If you take Thomas's third block of code, and use values = row.names(expressionSet) you should not get the error message, but should get some results.  Note that in that piece of code he uses filters = "affy_hta_2_0" not filters = "with_affy_hta_2_0".  These look really similar but are used in opposite ways.

• filters = "affy_hta_2_0" expects you to provide the probe IDs you're interested in, and getBM will return any gene (or transcript) that is targeted by those particular probes.
• filters = "with_affy_hta_2_0" restricts your results to only genes (or transcripts) that are targeted by the affy HTA 2.0 platform, but by default will give you all of them.  You can combine with other attributes in Ensembl (like chromosome, GC content, etc) to filter the list further - as Thomas demonstrated in his second code block.

The error message above really doesn't make that clear to me, so I'll have a look at making the explanation of what that type of filter does a bit better.

The code below demonstrates what you want to do with a list of three probe IDs and a smaller list of attributes (just to make it easier to see here).

genes <- getBM(attributes = c("affy_hta_2_0",
"ensembl_gene_id",
"external_gene_name"),
filters = "affy_hta_2_0",
values = c('TC01003833.hg', '2824546_st', 'TC01000020.hg'),
mart = ensembl)

And the result has only 2 entries, since 2824546_st doesn't target anything.

> genes
affy_hta_2_0 ensembl_gene_id external_gene_name
1 TC01003833.hg ENSG00000136628               EPRS
2 TC01000020.hg ENSG00000187634             SAMD11

Hi Mike.
When I set filters = "affy_hta_2_0" I dont get any error but the output is 0 observation. but in BiomRt docs for Affy IDs like "2824546_st" filters = "with_affy_hta_2_0" has been exampled. I might be wrong but maybe that's why from the example you gave me above you just got 2 entries and that's exactly for 2824546_st.

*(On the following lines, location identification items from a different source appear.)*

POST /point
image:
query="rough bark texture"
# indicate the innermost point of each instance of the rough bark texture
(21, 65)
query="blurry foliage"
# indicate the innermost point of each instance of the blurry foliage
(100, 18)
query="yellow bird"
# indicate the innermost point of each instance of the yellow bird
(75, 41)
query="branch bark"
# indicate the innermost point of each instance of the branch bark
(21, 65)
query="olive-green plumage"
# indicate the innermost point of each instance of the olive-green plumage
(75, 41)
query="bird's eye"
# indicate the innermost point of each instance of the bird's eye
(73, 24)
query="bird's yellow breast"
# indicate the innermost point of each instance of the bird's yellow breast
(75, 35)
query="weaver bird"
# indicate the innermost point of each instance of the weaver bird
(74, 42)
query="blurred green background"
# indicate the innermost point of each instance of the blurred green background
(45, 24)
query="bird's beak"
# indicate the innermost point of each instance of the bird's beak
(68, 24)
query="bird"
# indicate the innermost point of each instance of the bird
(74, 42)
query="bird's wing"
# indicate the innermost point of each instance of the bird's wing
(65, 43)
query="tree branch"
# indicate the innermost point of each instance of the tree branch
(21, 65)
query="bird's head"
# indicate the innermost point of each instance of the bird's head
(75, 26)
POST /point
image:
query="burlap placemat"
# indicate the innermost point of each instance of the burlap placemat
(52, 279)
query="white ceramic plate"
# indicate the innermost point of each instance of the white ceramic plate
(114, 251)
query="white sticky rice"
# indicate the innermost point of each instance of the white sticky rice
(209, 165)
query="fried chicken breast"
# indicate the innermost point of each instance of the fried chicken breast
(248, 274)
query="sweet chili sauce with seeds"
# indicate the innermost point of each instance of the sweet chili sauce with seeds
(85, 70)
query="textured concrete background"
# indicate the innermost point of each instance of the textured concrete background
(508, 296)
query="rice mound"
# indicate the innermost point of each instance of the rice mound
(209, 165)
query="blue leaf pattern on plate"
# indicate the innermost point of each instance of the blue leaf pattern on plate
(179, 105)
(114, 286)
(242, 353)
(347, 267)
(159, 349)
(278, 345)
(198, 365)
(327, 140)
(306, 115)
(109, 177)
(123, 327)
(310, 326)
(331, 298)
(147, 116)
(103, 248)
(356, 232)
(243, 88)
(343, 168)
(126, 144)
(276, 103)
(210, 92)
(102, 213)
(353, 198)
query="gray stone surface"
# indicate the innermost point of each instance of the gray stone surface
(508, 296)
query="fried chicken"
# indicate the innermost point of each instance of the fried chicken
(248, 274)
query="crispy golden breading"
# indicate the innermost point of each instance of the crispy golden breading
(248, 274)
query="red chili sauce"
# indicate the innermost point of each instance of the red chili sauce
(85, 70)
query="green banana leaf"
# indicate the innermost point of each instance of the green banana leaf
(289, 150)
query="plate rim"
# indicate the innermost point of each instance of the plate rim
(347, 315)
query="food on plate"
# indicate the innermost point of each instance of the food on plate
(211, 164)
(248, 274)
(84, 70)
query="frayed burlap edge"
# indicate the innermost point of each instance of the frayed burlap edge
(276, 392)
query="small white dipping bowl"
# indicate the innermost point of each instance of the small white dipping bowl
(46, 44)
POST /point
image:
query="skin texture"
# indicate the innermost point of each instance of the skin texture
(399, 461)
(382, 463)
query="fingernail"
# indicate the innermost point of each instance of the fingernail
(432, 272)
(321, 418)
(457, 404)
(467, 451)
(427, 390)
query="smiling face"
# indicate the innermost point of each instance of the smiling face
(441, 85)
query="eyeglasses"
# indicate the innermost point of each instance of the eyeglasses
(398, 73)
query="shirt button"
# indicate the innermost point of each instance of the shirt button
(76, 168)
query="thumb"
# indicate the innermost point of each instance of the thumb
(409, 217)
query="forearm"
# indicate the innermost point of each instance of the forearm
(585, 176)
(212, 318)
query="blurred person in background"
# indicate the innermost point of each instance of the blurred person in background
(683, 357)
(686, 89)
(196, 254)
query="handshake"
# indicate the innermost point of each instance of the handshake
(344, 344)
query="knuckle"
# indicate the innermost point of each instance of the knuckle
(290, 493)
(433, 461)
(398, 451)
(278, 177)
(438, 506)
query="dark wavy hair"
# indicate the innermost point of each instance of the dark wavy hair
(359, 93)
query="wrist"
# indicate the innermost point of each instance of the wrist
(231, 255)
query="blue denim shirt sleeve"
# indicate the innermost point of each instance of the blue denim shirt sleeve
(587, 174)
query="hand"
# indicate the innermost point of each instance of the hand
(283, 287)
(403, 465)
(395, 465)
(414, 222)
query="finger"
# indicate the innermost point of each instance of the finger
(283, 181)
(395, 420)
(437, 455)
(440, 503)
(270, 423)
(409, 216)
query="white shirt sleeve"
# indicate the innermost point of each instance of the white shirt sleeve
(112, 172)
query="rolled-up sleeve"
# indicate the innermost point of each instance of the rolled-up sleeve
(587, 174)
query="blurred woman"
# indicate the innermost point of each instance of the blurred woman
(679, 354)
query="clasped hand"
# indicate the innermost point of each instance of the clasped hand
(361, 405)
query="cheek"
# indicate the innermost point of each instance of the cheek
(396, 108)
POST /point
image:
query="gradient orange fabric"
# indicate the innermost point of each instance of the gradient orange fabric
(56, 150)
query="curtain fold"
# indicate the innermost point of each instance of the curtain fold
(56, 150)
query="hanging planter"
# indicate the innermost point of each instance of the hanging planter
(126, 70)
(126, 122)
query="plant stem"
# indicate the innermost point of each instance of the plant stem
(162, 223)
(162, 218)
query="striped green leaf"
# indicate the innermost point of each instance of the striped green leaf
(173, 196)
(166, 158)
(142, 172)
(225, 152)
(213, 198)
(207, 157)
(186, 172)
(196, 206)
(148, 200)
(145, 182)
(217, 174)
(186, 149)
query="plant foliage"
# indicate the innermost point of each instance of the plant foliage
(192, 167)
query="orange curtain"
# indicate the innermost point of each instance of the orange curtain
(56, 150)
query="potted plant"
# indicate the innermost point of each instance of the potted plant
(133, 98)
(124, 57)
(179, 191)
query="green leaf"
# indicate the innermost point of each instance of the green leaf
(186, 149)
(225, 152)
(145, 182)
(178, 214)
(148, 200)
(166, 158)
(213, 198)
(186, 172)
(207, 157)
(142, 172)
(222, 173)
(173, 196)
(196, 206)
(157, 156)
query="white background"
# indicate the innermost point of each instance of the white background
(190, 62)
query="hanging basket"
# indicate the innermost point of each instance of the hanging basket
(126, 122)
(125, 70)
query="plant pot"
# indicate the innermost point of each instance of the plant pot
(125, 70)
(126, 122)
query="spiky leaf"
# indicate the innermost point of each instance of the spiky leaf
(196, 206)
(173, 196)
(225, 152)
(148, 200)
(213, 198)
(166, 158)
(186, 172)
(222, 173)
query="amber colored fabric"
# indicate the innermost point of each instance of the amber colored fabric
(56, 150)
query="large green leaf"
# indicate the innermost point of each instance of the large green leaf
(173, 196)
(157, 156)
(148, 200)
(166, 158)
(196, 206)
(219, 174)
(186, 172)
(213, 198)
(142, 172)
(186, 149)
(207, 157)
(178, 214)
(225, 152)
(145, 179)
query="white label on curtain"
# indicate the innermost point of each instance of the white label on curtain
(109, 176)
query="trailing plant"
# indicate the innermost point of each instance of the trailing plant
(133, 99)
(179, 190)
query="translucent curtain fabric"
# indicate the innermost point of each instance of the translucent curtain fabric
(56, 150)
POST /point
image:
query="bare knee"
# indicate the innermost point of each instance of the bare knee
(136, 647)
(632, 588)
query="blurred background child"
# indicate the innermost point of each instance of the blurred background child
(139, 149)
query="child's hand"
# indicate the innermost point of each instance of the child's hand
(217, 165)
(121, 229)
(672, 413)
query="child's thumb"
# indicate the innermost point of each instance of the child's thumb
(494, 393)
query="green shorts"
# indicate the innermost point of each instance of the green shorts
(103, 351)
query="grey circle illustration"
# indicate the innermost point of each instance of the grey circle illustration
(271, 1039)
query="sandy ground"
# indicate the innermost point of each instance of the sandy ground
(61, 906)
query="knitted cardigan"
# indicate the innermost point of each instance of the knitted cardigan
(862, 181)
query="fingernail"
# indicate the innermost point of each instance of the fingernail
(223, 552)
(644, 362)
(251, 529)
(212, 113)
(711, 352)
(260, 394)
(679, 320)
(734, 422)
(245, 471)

Thanks for the help though.

Can you point me to where in the biomaRt documentation the with_affy_hta_2_0 example is?  I just want to check what it says, because it should always throw the error you've received if you try to give any value other than TRUE or FALSE.

Also, could you give a few more examples of the probeset IDs you have in your expression set so I can try to understand why you aren't getting any results.  The following code should select 10 at random:

sample(x = row.names(expressionSet), size = 10)
 Here are some more prob IDS Mike

[1] "2824546_st" "2824549_st" "2824551_st" "2824554_st" "2827992_st" "2827995_st" "2827996_st" "2828010_st" "2828012_st"
[10] "2835442_st" "2835447_st" "2835453_st" "2835456_st" "2835459_st" "2835461_st" "2839509_st" "2839511_st" "2839513_st"
[19] "2839515_st" "2839517_st"
1

Mike already told you this, but maybe not explicitly enough. Anything on the HTA array with a probeset ID that has a number, followed by _st is a control probeset, and will not have any annotation. Because, it's a control probeset, not something that measures a gene! The only things that should return any annotation data are the probesets that start with TC, have some numbers, and end with a .hg.